9 Mei 1998
Sebuah plank merek bertuliskan "Toko Hartanto" menempel di sisi kanan bangunan, suasana toko masih tampak lengang pada pukul sepuluh pagi itu. Seorang lelaki usia empat puluh lima tahun terlihat sibuk merapikan barang dagangan. Meski berbadan sedikit bongsor, lelaki itu begitu lihai melakukan pekerjaannya.
"Asoy berapa sebungkus, Koh?"
Lelaki itu menatap pelanggannya sembari tersenyum. Satu hal yang membuat pelanggan nyaman datang ke Toko Hartanto adalah keramahan pemiliknya. Tiga jurus jitu yang selalu diterapkan oleh pria itu di toko adalah senyum, sapa, sahabat. Ketika seseorang datang, ia selalu berusaha mencairkan suasana dengan senyumnya yang hangat. Saat pelanggan memulai interaksi, sapaan adalah hal pertama yang akan dilakukan. Dan tidak mustahil, setelah meninggalkan toko, pembeli yang datang hari itu akan datang lagi dan menjadikan Hartanto sebagai sahabat baru.
"Harga barang-barang sedang melonjak tinggi, Bu! Krisis moneter memang merusak banyak aspek, terutama perekonomian," jelas Hartanto. Lelaki itu kemudian mengatakan harga dari asoy yang tadi ditanyakan oleh pembeli itu.
Sementara itu, sang pembeli hanya menggelengkan kepala. Ia sedikit paham dengan apa yang dibicarakan Hartanto. "Kalau sampai bahan-bahan terus naik, artinya bisa saja warung baksoku gulung tikar ya, Koh?"

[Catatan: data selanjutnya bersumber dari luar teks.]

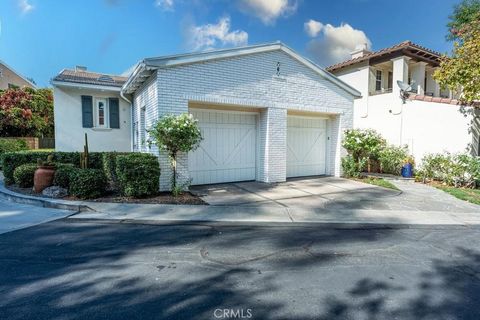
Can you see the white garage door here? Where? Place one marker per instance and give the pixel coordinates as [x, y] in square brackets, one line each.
[227, 152]
[306, 146]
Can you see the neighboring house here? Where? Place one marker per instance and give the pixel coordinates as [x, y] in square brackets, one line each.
[265, 112]
[89, 102]
[429, 121]
[9, 78]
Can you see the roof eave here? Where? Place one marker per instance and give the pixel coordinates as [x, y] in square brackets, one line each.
[79, 85]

Hartanto tertawa, seolah-olah ucapan pembeli asoy itu adalah semacam guyonan renyah yang baru didengarnya. "Semua kita yang sedang berusaha, tidak pernah berharap demikian, Bu. Berdoa saja yang baik-baik, ya?"
Perempuan itu tersenyum lega setelah membayar barang belanjanya dan pergi meninggalkan toko setelah itu.
Hartanto tiba-tiba terkejut saat melihat putrinya muncul di depan pintu.
Gadis manis itu bernama Niken. Putri satu-satunya Hartanto. Kulit Niken putih bersih, mirip seperti mendiang ibunya. Sementara bentuk wajah dan mata didominasi oleh Hartanto--oriental kental.
"Kamu tidak sekolah hari ini? Atau kamu sedang tidak enak badan?"
"Sekolah libur, Pa. Beberapa jalan kota ditutup."
Hartanto mendelik. Pria itu menghentikan aktivitasnya dan berjalan ke arah Niken. "Sampai kapan?"
"Belum tahu. Menunggu pengumuman dari guru aja, Pa!"
Ada kecemasan yang muncul di wajah Hartanto. Ini lebih kepada perlindungan seorang ayah kepada anaknya. Dia tidak bisa menebak apa yang sedang terjadi di luar sana, dan dia juga tidak tahu seberapa besar imbas yang akan mereka terima jika hal itu terjadi.
"Aku melihat berita di televisi," ungkap Niken.
Wajah Hartanto berubah seketika. Dia tidak ingin Niken melihat dan tahu lebih banyak lagi.
Hartanto seolah dilempar kembali ke dunia nyata. "Jangan terlalu sering duduk di depan televisi. Bisa bantu papa antar pesanan Bu Sadika?" tanya Hartanto disertai mimik ragu. Melihat kejadian di televisi membuatnya berpikir waspada. Bisa saja efek dari kerusuhan itu sampai ke dekat ruko mereka. Dan Niken adalah satu-satunya orang yang harus dilindunginya. Sejujurnya, ada kecemasan yang ia emban ketika meminta bantuan putrinya.
Mengingat jarak antara toko dengan rumah Bu Sadika yang cukup jauh, Hartanto khawatir ada yang kemudian mengganggu putrinya. Dan lagi-lagi kemiripan wajahnya dengan Niken manjadi ketakutan terbesarnya.
Niken mengangguk. Menit berikutnya, ia telah berlalu dari hadapan Hartanto. Mata Hartanto mengawasinya, bahkan setelah tubuh mungil putrinya menghilang di ujung jalan. Hartanto merasa jantungnya tengah berdegup cepat.